Priority 2: Optimize Coverage Collection (Issue #51)

  • Reuse pytest-cov data: If tests already ran with coverage, use that
  • Parallel coverage: Run coverage collection with pytest-xdist
  • Sampling: For large test suites, sample coverage data
  • Expected speedup: 2-5x on coverage phase

Priority 3: Cache Test Collection

  • Cache pytest's test collection between runs
  • Minor optimization (~1s savings)
  • Expected speedup: Negligible overall impact

Target Performance

Based on this analysis, achievable targets:

Scenario Current Target Speedup
16 gremlins, 15 tests 20s 2-4s 5-10x
435 gremlins, 417 tests ~10min 30-60s 10-20x
Incremental (cached) N/A <5s N/A

Artifacts

  • /docs/performance/profiling_data.json - Raw timing data
  • /docs/performance/profile_stats.txt - cProfile output
  • /tmp/gremlins_profile.pstats - Binary profile data (for snakeviz)

Conclusion

The performance gap between pytest-gremlins and mutmut is not due to the mutation switching architecture, which is highly efficient (<100ms for full transformation).
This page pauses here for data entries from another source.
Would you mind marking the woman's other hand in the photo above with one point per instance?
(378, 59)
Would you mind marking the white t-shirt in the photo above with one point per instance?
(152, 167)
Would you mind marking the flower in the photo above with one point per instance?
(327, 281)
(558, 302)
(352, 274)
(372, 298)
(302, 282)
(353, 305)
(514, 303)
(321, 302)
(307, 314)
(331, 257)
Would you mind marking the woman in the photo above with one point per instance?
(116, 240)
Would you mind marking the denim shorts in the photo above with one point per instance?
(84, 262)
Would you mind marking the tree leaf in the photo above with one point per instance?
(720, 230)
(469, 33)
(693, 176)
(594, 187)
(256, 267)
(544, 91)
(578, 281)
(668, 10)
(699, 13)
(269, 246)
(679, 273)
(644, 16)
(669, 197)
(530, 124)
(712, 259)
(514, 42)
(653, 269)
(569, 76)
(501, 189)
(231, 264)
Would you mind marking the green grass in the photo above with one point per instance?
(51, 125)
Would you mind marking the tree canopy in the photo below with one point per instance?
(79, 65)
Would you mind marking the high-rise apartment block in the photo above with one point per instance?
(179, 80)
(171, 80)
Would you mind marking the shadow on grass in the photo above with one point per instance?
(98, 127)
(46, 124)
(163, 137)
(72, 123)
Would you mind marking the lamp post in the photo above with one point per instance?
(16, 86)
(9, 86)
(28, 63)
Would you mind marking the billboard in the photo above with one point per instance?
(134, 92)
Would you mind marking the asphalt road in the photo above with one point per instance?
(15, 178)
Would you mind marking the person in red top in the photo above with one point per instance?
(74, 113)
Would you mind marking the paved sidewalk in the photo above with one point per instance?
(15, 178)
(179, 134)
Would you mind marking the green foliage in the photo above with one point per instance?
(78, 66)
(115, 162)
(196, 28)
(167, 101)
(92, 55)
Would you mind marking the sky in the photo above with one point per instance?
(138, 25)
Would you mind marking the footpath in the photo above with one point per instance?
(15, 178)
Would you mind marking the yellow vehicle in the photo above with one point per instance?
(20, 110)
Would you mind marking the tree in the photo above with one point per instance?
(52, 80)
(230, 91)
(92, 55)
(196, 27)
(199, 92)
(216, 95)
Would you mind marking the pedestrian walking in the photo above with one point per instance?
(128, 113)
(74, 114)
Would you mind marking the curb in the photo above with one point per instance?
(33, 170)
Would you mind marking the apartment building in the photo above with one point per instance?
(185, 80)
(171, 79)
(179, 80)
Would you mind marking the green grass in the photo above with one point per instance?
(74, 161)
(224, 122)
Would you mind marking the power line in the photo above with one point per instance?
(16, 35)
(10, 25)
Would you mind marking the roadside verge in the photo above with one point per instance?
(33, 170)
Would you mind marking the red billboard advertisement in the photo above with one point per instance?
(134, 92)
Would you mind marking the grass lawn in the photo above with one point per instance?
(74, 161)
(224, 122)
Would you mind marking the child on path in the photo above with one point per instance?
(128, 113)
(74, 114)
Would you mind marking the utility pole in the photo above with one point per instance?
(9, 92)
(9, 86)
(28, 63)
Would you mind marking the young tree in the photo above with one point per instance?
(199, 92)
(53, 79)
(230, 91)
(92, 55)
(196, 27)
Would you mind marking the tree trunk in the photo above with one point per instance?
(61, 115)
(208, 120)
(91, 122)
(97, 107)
The bottleneck is subprocess isolation - spawning a new Python process for each gremlin test.

To achieve competitive or superior performance, pytest-gremlins must either:

  1. Move to in-process execution (matching mutmut's approach)
  2. Implement a persistent worker pool (maintaining isolation with reduced overhead)
  3. Use parallel execution aggressively (already partially implemented)

The parallel execution mode (#30) partially addresses this by running multiple subprocesses concurrently, but doesn't reduce the per-subprocess overhead. True speedup requires architectural changes to the test execution model.